In the WEF’s Drivers of Production, Canada ranks a reasonable 33rd with its current structure of production. It ranks 7th as a driver of production. With time and preparation, Canada could pioneer the state of production globally.
Japan monopolises the number one rank as one of WEF’s leading countries with its current structure of production. It’s a strong player in manufacturing and production. On the other hand, Japan faces many societal challenges, such as an increased ageing population. Industry 4.0 could provide a solution.

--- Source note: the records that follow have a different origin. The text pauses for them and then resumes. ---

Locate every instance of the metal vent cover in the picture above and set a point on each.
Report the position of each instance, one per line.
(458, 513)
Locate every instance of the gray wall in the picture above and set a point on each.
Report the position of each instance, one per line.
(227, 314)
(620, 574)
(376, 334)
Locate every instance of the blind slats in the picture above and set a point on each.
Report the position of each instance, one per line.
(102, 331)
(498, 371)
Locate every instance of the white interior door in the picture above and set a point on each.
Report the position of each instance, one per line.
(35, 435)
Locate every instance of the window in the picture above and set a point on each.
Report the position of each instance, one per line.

Japan is already popularising the idea of ‘Society 5.0,’ which aims to solve challenges by implementing Industry 4.0 technologies. They build their ideas around the idea of “monozukuri” which refers to Japanese work ethic and skill at manufacturing.

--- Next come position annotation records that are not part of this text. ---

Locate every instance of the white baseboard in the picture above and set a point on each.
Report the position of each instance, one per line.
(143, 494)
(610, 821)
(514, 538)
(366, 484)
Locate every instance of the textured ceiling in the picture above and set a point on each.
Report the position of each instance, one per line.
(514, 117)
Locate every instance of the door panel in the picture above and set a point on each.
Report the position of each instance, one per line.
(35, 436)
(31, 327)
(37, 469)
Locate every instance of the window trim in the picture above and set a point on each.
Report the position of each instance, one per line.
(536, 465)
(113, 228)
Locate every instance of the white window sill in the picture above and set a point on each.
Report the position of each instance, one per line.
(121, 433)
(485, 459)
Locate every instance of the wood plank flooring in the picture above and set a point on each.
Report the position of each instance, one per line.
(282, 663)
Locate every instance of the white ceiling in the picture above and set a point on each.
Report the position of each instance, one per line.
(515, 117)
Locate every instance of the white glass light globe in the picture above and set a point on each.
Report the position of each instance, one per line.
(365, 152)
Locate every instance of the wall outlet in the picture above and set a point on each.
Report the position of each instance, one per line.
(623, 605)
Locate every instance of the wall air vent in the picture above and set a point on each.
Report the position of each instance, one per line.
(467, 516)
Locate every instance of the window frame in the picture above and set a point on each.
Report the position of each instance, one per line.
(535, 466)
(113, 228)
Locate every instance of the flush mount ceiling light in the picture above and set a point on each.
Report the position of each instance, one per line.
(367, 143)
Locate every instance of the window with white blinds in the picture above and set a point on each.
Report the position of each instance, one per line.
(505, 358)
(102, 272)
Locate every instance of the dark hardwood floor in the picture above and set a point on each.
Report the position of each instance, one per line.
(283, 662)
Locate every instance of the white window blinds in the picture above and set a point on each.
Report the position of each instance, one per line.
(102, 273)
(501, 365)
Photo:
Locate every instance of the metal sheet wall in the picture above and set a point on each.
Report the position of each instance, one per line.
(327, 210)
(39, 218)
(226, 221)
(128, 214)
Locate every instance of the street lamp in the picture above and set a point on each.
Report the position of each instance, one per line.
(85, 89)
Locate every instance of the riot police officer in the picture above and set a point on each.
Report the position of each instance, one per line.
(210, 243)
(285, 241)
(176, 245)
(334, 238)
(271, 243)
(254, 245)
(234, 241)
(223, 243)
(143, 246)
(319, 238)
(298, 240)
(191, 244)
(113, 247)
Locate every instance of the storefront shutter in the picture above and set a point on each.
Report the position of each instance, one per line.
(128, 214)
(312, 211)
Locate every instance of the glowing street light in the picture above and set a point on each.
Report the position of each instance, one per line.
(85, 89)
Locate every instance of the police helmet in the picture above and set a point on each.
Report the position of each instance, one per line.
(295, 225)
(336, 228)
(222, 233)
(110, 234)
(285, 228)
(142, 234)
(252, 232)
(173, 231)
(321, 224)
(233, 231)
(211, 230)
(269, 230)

Germany is on Japan’s level as a leading country in industry. In fact, the government even has its own strategy for Industry 4.0. It’s one that promotes digitalisation, emphasises workers, SMEs, businesses and globality.
German companies are incentivised to bring Industry 4.0 aspects into their products like AI, automation, blockchain and IIoT. It is driven by ‘Plattform Industrie 4.0’ who moderate the technological and societal exchange.
Australia isn’t quite positioned as a Leading country on the WEF’s scale, with a current rank 61 in its structure or production. However, it has potential as a driver of production, ranking 12th on that category. Australia’s manufacturing sector makes up less than a meagre 7% of its GDP.
Australia has strong potential for the future of manufacturing. Right now, though, it lags behind. It has, however, signed an agreement with Germany to collaborate on Industry 4.0 technologies.
Austria is a strong driver of production. It also boasts an Industry 4.0 scheme similar to Germany’s, with Plattform Industrie 4.0 founded in 2014. Austria prioritises interplay between industries, joint strategies as well as scalability and transferability.
It places strongly on levels such as sustainable resources, institutional framework and human capital. Austria benefits from both a strong current state of production as well as a good future of production.
Switzerland is well-positioned both with its current and future state of production. It ranks fourth for structure and third as a driver on WEF’s rating system. Unsurprisingly, Switzerland also host the headquarters of the World Economic Forum in Geneva.
Along with Germany, Switzerland has resisted economic downturn over the last few years. Switzerland currently pioneer an Industry 2025 initiative, which aims to bring together Swiss companies for Industry 4.0 technologies.
Many countries are prepared for Industry 4.0 – and others not so much. With work and preparation, however, Industry 4.0 can bring widespread value.